Xi Jinping has a degree in chemical engineering, and this plan is his major contribution, and the article is correct that it should last at least 10 years. Hu Jintao has a degree in hydraulic engineering, and his major project has been a massive irrigation plan to move excess rain water from the south and east coasts where it is not needed to the northern and western provinces where it is needed. This project includes land reclamation and should last until 2020 to 2025. It was ridiculed in the west until the 2011 droughts, fires, and heat forced the US to import food from China, and the US bought more Chinese food in 2012. The US, Mexico, Africa, the Middle East, Australia, and India are becoming polluted deserts, so Beijing should dominate the world’s food supply by 2025. The leaders of China are scientists, engineers, and technicians who have proper training for their major projects.

My partners and I are helping with both pollution and food production. We operate warehouse farms with multiple technologies inside cities that take city air, pass it through electrostatic plates to remove the dangerous pollutants, use filters to remove particulates, and use the CO2 to increase food production and clean the air. The equation is CO2 + H2O + soil nutrients + green plants + light = food + O2. We are helping China grow more food and reduce pollution in its cities at the same time.
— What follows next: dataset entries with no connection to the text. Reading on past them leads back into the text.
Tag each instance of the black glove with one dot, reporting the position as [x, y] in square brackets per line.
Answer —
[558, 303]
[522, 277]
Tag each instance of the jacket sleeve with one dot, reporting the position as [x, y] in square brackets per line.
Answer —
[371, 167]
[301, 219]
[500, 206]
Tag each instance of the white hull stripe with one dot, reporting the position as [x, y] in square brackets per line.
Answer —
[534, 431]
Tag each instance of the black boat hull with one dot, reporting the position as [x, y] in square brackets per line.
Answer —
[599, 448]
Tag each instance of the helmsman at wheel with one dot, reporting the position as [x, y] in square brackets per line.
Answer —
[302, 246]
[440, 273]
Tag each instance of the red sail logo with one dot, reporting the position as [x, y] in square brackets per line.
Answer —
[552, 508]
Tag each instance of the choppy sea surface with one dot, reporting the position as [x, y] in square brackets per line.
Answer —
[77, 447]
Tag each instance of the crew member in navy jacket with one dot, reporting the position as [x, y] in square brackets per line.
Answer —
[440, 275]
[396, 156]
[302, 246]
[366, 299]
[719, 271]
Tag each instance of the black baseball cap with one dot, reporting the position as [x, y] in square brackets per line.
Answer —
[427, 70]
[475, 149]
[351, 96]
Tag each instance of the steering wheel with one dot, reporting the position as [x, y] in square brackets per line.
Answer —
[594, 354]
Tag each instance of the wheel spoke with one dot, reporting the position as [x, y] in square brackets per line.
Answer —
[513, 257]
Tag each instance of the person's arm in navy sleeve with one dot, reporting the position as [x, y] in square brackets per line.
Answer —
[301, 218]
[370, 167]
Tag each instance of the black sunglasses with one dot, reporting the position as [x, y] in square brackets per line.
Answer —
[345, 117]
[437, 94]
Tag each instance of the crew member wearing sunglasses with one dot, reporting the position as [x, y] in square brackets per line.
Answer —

Jan 10, 2013 1:40pm EST  --  Report as abuse
boonteetan wrote:
On the contrary, the meteoric rise of China’s economy is beginning to take its toll. The unfiltered air from factories, chemical industries, electricity generators and cars had polluted the nation’s atmosphere to such an extent that it is beyond belief.Beijing’s cars are chocking the city. This is a severe warning from nature. Failing to impose strict rules to contain air pollution will certainly be disastrous. No more procrastination, act now, act fast. (vzc1943)

Jan 13, 2013 5:04am EST  --  Report as abuse
JesseR wrote:
Instead of insulting China on pollution, we should praise the efforts toward sustainability. Of all places to test the limits of population, China is a ready test ground. With a need for ecological technology greater then any other country. Just imagine a China with ten billion people, obviously coal firing plants would not suit their needs!